Oneng menjelaskan sadar wisata bukan hanya mempromosikan potensi yang ada, namun juga termasuk merawat dan mengembangkannya. "Intinya harus bisa menjadi tuan rumah yang baik," kata dia.

Peserta acara Pariwisata Goes to Campus STIE AUB Solo, Jumat (7/9/2018). (Istimewa)

Melalui peran aktif semua kalangan tersebut, Oneng optimistis target kunjungan 20 juta wisatawan mancanegara (wisman) pada 2019 bisa tercapai.

Sementara itu, anggota Komisi X DPR, Rinto Subekti, mengatakan banyaknya masyarakat Indonesia, termasuk mahasiswa, yang memanfaatkan media sosial bisa menjadi jembatan informasi antara wisatawan dan objek wisata di Indonesia. "Kami berharap potensi mahasiswa yang saat ini peduli media sosial bisa menjadi jembatan informasi wisman maupun domestik agar mendapatkan gambaran mengenai potensi wisata di Indonesia," katanya.

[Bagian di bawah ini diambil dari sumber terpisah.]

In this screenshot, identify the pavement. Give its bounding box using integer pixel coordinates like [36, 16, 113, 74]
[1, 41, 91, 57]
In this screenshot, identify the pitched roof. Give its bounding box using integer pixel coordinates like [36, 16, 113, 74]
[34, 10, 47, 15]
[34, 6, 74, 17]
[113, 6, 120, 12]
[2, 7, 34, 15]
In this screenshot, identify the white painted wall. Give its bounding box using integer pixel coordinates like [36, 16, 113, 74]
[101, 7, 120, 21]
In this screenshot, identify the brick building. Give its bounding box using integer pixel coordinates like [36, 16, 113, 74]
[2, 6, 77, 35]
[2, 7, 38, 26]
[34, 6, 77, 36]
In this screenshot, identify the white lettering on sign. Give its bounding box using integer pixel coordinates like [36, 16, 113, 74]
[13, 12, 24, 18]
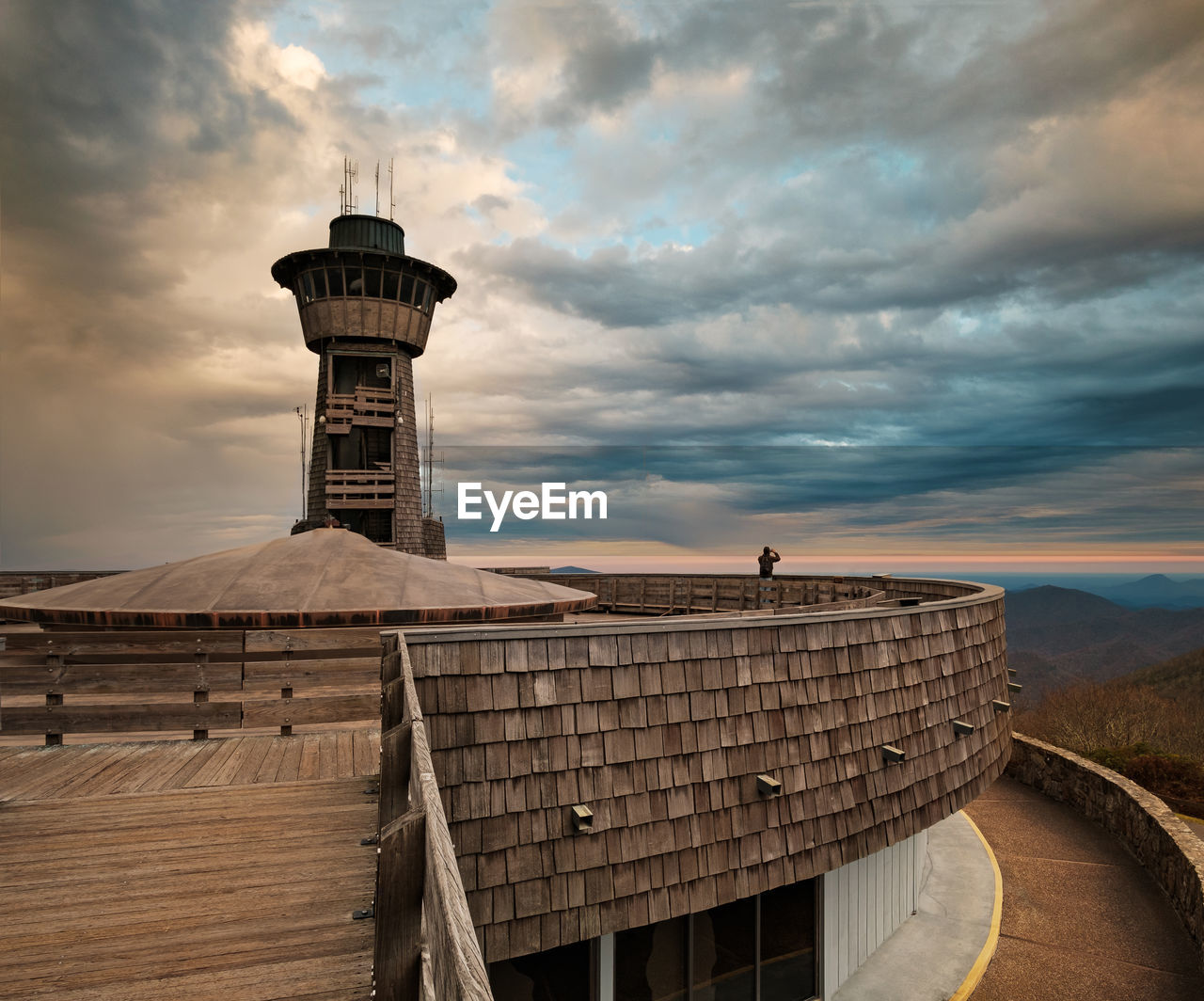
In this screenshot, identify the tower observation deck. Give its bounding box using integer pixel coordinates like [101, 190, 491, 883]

Melalui gerakan sadar wisata, lanjut Rinto, potensi wisata yang ada di daerah bisa diketahui oleh wisatawan luar maupun dalam negeri. Dengan begitu, jumlah kunjungan wisatawan akan meningkat. "Dampaknya tentu hotel terisi, kuliner terangkat, orang yang datang tentu butuh oleh-oleh dan akhirnya bisa mengkatkan devisa," terang dia.

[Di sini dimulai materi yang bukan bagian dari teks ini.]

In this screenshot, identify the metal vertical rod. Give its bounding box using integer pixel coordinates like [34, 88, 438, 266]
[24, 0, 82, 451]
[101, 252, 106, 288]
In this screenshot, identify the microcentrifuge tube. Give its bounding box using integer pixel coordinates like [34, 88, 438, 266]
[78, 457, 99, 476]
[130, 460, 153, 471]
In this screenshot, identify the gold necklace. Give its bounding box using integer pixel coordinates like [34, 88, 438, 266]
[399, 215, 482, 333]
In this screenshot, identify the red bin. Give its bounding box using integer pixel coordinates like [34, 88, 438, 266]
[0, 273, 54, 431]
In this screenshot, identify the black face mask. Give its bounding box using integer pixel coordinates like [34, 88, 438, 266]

Selama ini, STIE AUB Solo memang selalu melibatkan warga kampus untuk berperan aktif dalam berbagai kegiatan yang mendukung kepariwisataan. Hal itu diwujudkan melalui kegiatan penelitian hingga pengembangan kampus alam di wilayah Kabupaten Karanganyar. Lokasi tersebut rencananya akan dikembangkan menjadi destinasi wisata.